The expansion of trade stimulated industry. The towns of Flanders had developed the weaving of woolen cloth in the thirteenth century, with many workers and high profits. In the early fourteenth century perhaps two hundred masters controlled the wool guild of Florence, which produced nearly 100,000 pieces of cloth annually and employed 30,000 men.

The earlier practice of grouping in a single guild all artisans engaged in making a single product was giving way to the modern division (and tension) between capital and labor, and, within the ranks of labor, between the highly skilled. In late fourteenth-century Florence, the strife was intense among the seven great guilds, the fourteen lesser guilds, and the ciompi (workers excluded from the guild membership).

Despite the growth of capitalism, Europe had not yet experienced a full industrial revolution, and most “manufacturing” continued to be what the Latin roots of the word suggest—a “making by hand.” But a few advanced crafts showed modern trends: increase in output, mass production of standardized articles, and specialization of the labor force.

In Lubeck, Hanseatic capitalists promoted the mass output of rosaries by hiring beadmakers and supplying them with materials; in the Habsburg lands of central Europe the silver mines inaugurated round-the-clock operations by dividing their workers among three eight-hour shifts; in Florence twenty or more different specialized crafts participated in woolen production—washing, combing, carding, spinning, weaving, dyeing, and so forth. But the actual work was subcontracted to small domestic shops according to the putout system; instead of the worker’s going to a mill or a factory, the work went to the worker’s home.

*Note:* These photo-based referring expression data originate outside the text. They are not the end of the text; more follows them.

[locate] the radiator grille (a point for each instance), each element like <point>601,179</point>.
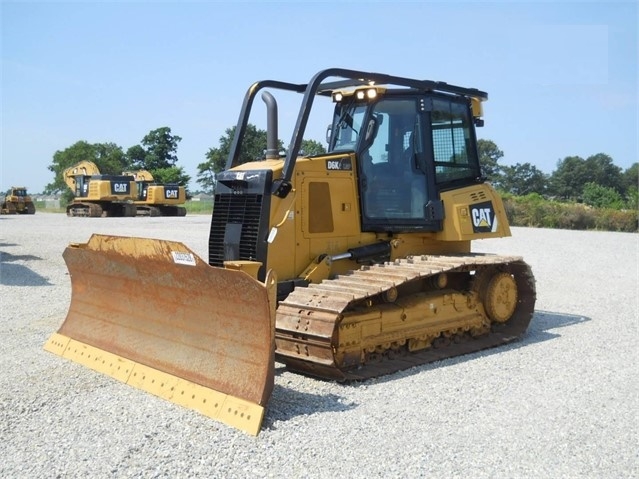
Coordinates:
<point>244,209</point>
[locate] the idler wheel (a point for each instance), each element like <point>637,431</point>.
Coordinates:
<point>500,297</point>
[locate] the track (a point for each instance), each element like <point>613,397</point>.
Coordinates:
<point>312,323</point>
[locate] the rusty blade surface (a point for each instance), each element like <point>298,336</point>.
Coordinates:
<point>157,303</point>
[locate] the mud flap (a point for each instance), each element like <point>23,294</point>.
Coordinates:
<point>154,315</point>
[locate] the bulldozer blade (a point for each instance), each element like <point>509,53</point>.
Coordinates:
<point>154,315</point>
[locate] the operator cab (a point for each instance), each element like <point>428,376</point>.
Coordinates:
<point>410,145</point>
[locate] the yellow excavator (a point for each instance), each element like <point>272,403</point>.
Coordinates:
<point>97,195</point>
<point>17,201</point>
<point>156,199</point>
<point>344,266</point>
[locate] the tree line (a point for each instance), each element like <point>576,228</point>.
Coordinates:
<point>595,181</point>
<point>157,153</point>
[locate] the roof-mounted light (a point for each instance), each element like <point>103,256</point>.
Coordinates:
<point>361,94</point>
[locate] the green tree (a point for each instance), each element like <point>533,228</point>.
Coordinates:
<point>600,196</point>
<point>158,155</point>
<point>252,148</point>
<point>160,150</point>
<point>630,177</point>
<point>489,155</point>
<point>312,148</point>
<point>602,171</point>
<point>569,177</point>
<point>108,157</point>
<point>523,179</point>
<point>172,174</point>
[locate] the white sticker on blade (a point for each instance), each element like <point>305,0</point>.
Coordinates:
<point>180,257</point>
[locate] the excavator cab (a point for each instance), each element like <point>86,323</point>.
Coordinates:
<point>344,265</point>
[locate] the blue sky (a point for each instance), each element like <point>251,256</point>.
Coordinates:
<point>561,76</point>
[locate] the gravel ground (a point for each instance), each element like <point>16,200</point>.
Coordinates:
<point>562,402</point>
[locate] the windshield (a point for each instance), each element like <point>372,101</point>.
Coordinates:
<point>347,126</point>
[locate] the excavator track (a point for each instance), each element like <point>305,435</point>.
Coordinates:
<point>388,317</point>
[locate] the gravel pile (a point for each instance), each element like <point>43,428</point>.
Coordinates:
<point>562,402</point>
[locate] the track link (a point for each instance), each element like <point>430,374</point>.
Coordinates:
<point>312,322</point>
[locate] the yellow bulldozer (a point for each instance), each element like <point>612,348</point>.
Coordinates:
<point>17,201</point>
<point>97,195</point>
<point>344,266</point>
<point>156,199</point>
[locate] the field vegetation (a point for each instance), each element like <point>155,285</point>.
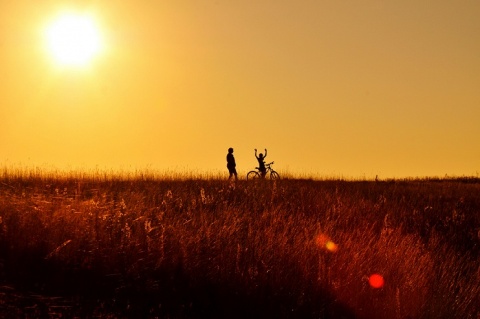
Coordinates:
<point>92,245</point>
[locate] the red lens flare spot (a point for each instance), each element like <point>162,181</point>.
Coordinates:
<point>376,281</point>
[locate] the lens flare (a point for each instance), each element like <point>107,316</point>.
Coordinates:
<point>324,242</point>
<point>331,246</point>
<point>376,281</point>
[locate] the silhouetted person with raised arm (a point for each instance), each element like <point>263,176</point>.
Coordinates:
<point>261,162</point>
<point>231,164</point>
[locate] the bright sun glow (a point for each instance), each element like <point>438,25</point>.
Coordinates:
<point>73,39</point>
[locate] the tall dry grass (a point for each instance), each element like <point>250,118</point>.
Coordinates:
<point>150,247</point>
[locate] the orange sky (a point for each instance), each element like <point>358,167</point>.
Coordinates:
<point>334,88</point>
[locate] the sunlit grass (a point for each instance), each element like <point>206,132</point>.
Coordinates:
<point>145,245</point>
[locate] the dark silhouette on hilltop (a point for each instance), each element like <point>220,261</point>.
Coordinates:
<point>231,164</point>
<point>261,162</point>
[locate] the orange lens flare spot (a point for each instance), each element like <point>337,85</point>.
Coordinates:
<point>331,246</point>
<point>324,242</point>
<point>376,281</point>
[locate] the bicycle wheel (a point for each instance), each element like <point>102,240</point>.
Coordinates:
<point>252,175</point>
<point>274,175</point>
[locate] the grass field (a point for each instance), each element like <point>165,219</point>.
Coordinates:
<point>139,246</point>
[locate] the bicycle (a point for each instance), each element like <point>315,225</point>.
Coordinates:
<point>257,174</point>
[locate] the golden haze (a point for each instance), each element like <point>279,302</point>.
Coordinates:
<point>331,88</point>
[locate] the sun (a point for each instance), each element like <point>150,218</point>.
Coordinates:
<point>73,39</point>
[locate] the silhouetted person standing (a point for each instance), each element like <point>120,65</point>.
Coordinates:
<point>261,162</point>
<point>231,164</point>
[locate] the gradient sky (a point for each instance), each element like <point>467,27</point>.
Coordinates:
<point>334,88</point>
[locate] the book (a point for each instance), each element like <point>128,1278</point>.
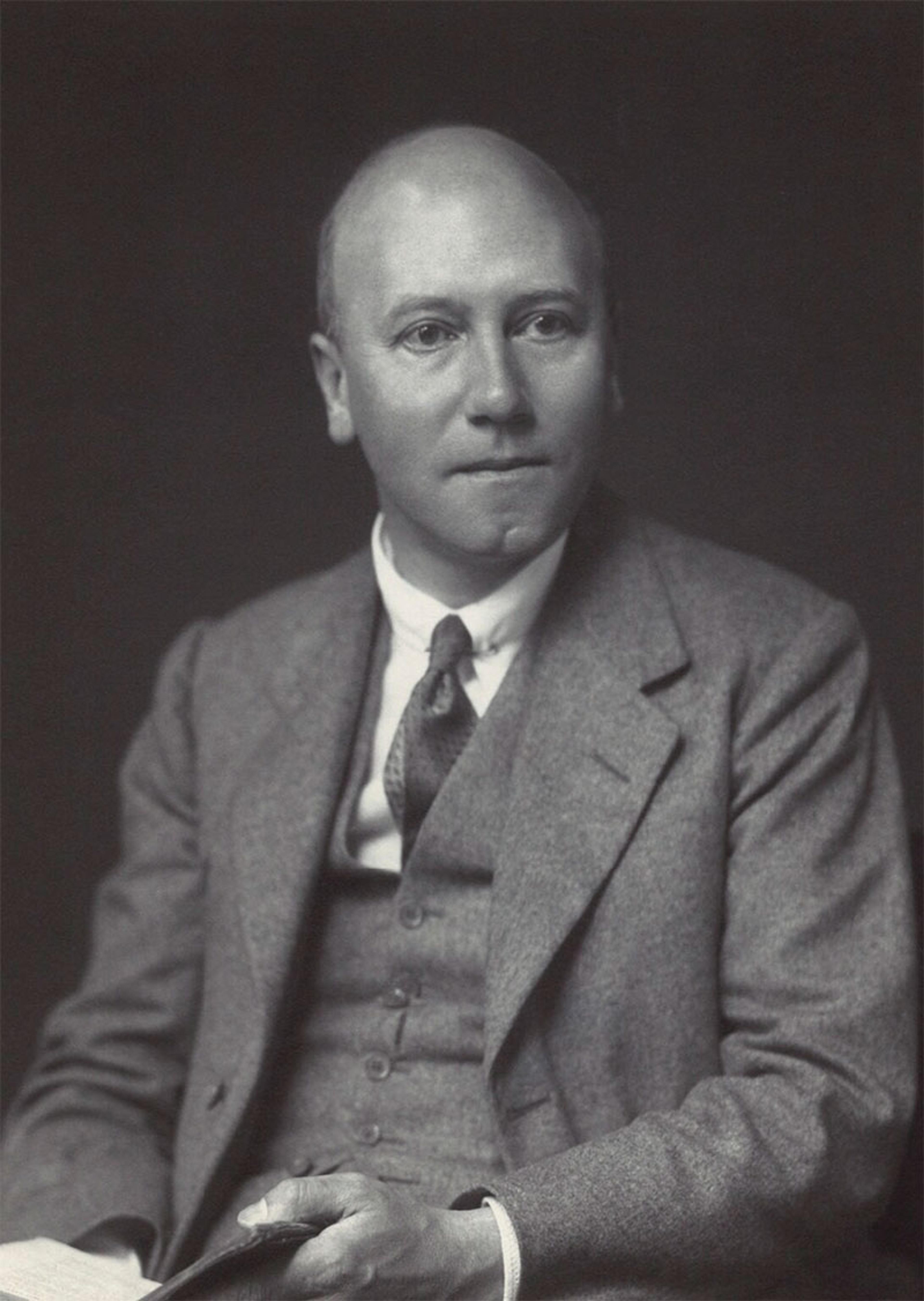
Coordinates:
<point>45,1270</point>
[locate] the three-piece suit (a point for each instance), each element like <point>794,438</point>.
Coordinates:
<point>698,997</point>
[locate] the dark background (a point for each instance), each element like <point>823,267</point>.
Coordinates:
<point>166,166</point>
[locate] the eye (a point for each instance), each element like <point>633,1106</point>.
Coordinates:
<point>546,327</point>
<point>427,337</point>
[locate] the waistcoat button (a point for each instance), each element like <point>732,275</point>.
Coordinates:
<point>411,915</point>
<point>403,988</point>
<point>378,1066</point>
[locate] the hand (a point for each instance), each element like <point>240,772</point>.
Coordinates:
<point>379,1243</point>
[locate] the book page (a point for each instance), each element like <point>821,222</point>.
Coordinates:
<point>44,1270</point>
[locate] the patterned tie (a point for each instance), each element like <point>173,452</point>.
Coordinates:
<point>435,726</point>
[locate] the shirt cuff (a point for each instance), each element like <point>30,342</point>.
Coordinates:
<point>509,1248</point>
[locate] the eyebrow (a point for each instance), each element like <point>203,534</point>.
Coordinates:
<point>435,304</point>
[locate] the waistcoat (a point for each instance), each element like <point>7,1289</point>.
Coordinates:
<point>380,1067</point>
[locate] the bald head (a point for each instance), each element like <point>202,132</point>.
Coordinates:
<point>440,163</point>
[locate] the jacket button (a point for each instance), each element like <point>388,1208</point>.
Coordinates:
<point>411,915</point>
<point>378,1066</point>
<point>215,1095</point>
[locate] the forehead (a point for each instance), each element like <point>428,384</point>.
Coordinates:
<point>461,232</point>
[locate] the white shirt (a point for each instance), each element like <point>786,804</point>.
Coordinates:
<point>498,626</point>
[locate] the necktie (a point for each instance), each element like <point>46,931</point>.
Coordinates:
<point>435,726</point>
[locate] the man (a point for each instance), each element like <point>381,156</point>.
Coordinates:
<point>580,969</point>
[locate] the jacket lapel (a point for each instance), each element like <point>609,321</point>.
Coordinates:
<point>288,796</point>
<point>593,752</point>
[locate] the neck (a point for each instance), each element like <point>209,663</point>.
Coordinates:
<point>448,582</point>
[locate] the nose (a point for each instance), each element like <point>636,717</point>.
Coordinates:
<point>498,392</point>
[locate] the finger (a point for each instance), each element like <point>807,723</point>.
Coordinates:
<point>319,1199</point>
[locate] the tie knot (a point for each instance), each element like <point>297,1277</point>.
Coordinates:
<point>449,643</point>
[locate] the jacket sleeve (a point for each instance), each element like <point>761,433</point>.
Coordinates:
<point>90,1136</point>
<point>788,1156</point>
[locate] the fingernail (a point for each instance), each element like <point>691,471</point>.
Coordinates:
<point>256,1214</point>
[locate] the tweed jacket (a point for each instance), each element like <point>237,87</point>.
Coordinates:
<point>699,993</point>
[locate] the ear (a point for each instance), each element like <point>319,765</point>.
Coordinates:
<point>332,380</point>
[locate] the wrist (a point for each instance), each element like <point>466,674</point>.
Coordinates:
<point>475,1255</point>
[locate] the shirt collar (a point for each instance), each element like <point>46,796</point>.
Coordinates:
<point>503,617</point>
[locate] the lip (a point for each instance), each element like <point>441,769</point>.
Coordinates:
<point>501,465</point>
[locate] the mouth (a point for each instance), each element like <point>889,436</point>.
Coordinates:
<point>501,465</point>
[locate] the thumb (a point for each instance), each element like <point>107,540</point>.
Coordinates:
<point>319,1199</point>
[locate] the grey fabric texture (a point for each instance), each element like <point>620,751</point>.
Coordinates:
<point>699,988</point>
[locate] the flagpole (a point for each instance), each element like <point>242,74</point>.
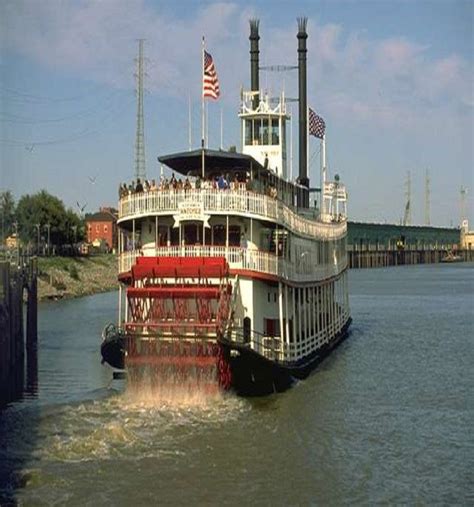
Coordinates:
<point>307,146</point>
<point>190,133</point>
<point>203,126</point>
<point>323,168</point>
<point>291,142</point>
<point>222,132</point>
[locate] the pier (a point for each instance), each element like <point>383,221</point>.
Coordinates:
<point>371,245</point>
<point>18,336</point>
<point>375,256</point>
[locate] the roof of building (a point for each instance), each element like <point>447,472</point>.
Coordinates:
<point>101,216</point>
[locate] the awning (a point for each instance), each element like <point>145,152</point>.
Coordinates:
<point>189,163</point>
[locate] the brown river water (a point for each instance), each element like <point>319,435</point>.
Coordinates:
<point>387,418</point>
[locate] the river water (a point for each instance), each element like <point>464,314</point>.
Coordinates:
<point>387,418</point>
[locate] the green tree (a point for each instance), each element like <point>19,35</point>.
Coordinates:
<point>7,214</point>
<point>47,212</point>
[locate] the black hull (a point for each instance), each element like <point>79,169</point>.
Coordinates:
<point>254,375</point>
<point>113,351</point>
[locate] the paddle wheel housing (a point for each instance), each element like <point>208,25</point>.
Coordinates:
<point>178,308</point>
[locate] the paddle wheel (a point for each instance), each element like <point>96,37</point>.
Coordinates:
<point>177,309</point>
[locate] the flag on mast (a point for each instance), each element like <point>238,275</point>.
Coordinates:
<point>317,125</point>
<point>210,81</point>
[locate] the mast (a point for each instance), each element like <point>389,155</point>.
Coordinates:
<point>303,112</point>
<point>203,111</point>
<point>254,51</point>
<point>140,170</point>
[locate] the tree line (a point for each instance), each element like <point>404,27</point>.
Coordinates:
<point>39,219</point>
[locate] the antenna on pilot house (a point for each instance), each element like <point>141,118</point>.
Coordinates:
<point>140,170</point>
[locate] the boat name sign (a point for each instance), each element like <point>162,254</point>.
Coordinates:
<point>191,210</point>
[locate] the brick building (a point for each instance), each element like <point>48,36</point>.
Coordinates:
<point>102,226</point>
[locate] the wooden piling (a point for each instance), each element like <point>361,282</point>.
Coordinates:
<point>14,280</point>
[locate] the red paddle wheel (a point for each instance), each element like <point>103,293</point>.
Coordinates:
<point>177,309</point>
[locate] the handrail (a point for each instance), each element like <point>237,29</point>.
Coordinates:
<point>243,259</point>
<point>234,201</point>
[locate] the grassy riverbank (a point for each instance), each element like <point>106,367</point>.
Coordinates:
<point>67,277</point>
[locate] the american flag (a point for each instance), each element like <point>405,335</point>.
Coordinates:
<point>317,126</point>
<point>210,84</point>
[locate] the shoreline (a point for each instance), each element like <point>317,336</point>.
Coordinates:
<point>71,277</point>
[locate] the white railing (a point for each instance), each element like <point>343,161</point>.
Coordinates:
<point>236,202</point>
<point>241,258</point>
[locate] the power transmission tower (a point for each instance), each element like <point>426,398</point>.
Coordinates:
<point>427,198</point>
<point>407,214</point>
<point>140,170</point>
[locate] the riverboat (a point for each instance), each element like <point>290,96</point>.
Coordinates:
<point>235,277</point>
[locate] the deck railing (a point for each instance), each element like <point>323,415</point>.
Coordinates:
<point>237,201</point>
<point>242,259</point>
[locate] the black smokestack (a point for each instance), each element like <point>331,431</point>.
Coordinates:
<point>254,38</point>
<point>303,109</point>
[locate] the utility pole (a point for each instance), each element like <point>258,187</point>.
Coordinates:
<point>407,214</point>
<point>463,194</point>
<point>38,226</point>
<point>427,198</point>
<point>140,170</point>
<point>48,226</point>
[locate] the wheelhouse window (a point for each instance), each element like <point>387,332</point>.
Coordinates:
<point>262,131</point>
<point>219,235</point>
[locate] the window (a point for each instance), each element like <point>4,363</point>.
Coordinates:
<point>219,235</point>
<point>248,132</point>
<point>274,132</point>
<point>271,327</point>
<point>234,235</point>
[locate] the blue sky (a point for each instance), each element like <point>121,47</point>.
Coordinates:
<point>393,80</point>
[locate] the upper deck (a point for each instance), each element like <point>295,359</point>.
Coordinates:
<point>197,203</point>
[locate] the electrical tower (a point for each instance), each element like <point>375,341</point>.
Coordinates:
<point>427,198</point>
<point>140,170</point>
<point>407,214</point>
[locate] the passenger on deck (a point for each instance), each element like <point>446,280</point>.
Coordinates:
<point>221,182</point>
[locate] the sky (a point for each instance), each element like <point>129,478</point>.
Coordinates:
<point>393,80</point>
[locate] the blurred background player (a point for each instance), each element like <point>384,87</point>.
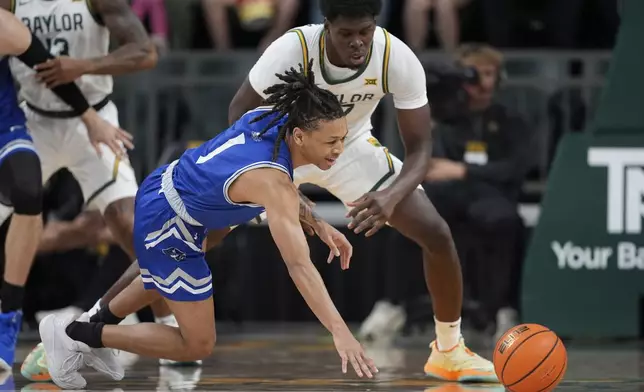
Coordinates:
<point>20,172</point>
<point>252,164</point>
<point>361,63</point>
<point>81,48</point>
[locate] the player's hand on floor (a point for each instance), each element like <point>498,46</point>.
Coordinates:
<point>371,212</point>
<point>351,351</point>
<point>337,242</point>
<point>101,131</point>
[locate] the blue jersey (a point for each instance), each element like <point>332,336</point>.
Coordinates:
<point>11,116</point>
<point>204,174</point>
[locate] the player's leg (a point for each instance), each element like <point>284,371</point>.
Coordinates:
<point>20,185</point>
<point>367,166</point>
<point>110,185</point>
<point>173,265</point>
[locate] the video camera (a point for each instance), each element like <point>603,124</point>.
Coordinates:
<point>447,97</point>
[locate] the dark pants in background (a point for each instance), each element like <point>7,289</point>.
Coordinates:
<point>488,233</point>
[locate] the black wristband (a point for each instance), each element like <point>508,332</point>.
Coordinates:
<point>68,93</point>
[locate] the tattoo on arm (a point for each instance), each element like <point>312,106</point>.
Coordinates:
<point>307,214</point>
<point>135,53</point>
<point>6,4</point>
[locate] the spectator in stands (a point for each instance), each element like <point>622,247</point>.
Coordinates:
<point>481,159</point>
<point>236,24</point>
<point>155,13</point>
<point>315,15</point>
<point>416,22</point>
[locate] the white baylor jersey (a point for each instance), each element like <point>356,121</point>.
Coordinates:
<point>390,67</point>
<point>66,28</point>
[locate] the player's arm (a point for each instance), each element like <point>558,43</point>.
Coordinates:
<point>279,196</point>
<point>135,52</point>
<point>408,86</point>
<point>282,54</point>
<point>17,40</point>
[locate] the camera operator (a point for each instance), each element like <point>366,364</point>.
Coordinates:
<point>482,154</point>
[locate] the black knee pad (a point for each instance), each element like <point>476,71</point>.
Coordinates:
<point>21,180</point>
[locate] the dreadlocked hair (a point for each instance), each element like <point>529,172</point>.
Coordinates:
<point>353,9</point>
<point>299,99</point>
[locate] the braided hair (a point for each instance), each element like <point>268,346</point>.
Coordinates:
<point>332,9</point>
<point>301,100</point>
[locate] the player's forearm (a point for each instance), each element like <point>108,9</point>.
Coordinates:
<point>307,215</point>
<point>129,58</point>
<point>35,53</point>
<point>310,284</point>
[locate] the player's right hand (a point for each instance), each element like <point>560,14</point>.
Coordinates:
<point>337,242</point>
<point>101,131</point>
<point>351,350</point>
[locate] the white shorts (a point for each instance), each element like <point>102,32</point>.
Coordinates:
<point>364,166</point>
<point>63,143</point>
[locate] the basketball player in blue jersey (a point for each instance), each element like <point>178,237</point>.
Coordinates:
<point>20,174</point>
<point>244,171</point>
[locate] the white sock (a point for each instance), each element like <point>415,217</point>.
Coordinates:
<point>447,334</point>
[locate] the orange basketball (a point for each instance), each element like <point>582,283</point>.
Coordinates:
<point>530,358</point>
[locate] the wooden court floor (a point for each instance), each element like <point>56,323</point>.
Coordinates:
<point>307,361</point>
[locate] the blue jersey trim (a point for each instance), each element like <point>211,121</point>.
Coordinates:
<point>256,165</point>
<point>18,144</point>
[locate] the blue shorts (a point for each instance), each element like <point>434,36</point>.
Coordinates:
<point>15,139</point>
<point>168,249</point>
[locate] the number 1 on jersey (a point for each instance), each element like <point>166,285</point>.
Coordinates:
<point>237,140</point>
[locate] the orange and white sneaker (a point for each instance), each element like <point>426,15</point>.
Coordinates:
<point>459,364</point>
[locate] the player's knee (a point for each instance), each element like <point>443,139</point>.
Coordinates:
<point>119,216</point>
<point>439,232</point>
<point>26,196</point>
<point>200,347</point>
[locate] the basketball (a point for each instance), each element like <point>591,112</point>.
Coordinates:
<point>530,358</point>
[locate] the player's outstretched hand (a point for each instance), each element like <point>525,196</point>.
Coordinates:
<point>351,351</point>
<point>101,131</point>
<point>337,242</point>
<point>371,212</point>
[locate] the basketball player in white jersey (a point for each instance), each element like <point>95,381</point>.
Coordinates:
<point>20,173</point>
<point>78,34</point>
<point>361,63</point>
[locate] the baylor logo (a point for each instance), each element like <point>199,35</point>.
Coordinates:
<point>349,101</point>
<point>625,201</point>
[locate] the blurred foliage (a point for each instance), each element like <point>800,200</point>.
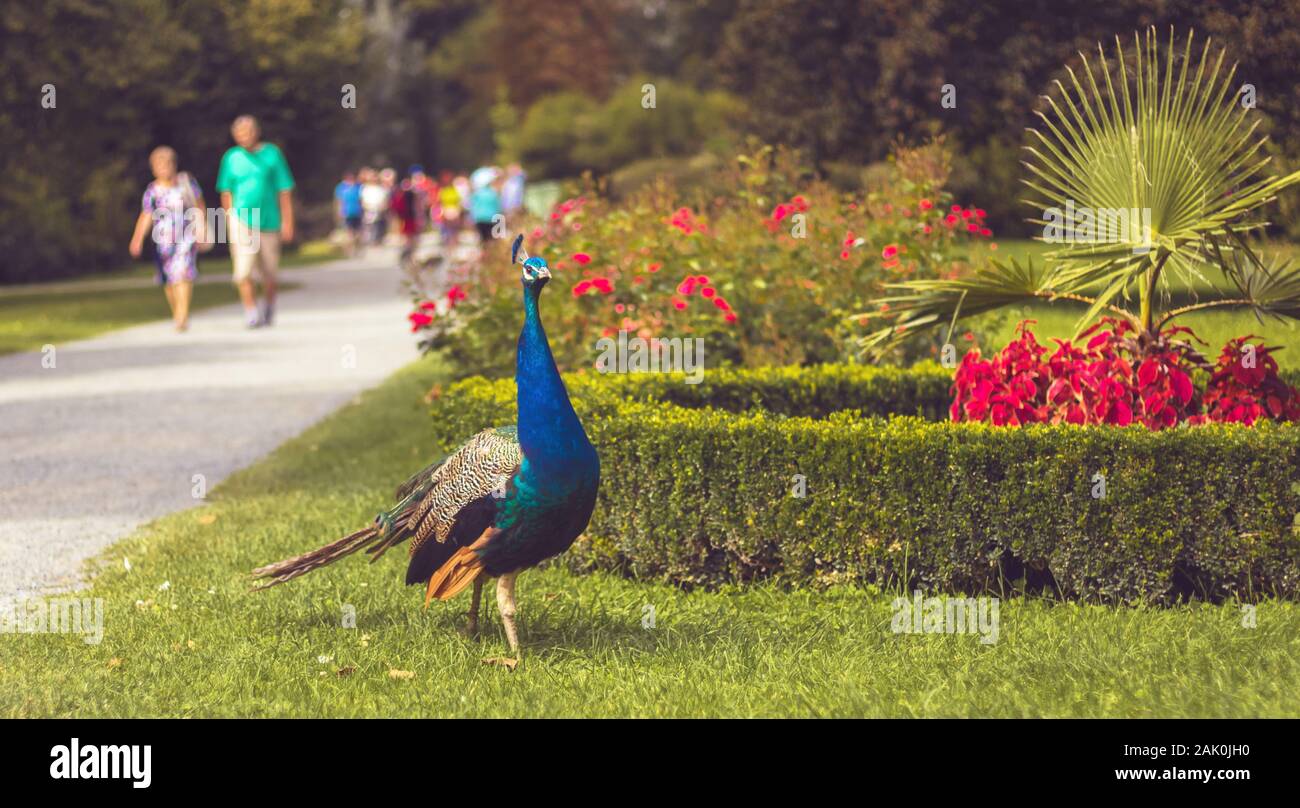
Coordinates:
<point>454,83</point>
<point>758,257</point>
<point>644,118</point>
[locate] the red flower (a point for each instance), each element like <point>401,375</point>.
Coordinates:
<point>419,320</point>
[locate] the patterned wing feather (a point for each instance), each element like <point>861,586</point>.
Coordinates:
<point>481,467</point>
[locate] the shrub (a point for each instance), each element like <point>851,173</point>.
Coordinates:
<point>698,491</point>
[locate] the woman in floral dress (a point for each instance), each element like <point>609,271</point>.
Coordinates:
<point>173,212</point>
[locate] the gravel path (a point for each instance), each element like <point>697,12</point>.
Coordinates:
<point>116,431</point>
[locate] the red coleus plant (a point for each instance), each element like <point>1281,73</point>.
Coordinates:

The largest industrial establishment in Europe was probably the Venetian arsenal (shipyard), which normally employed a thousand men. These arsenalotti formed a pyramid of skills, with unskilled laborers at the bottom; at the next level, sawyers, who cut the timbers for the galleys, and caulkers, who made the wooden hulls seaworthy; then pulley makers and mast makers; and at the top, highly skilled carpenters, who shaped the lines of the hull. By the sixteenth century, the process of adding a superstructure to the hull and outfitting the vessel was so efficient that it took the arsenalotti only two months to complete and equip a hundred galleys for a campaign against the Turks.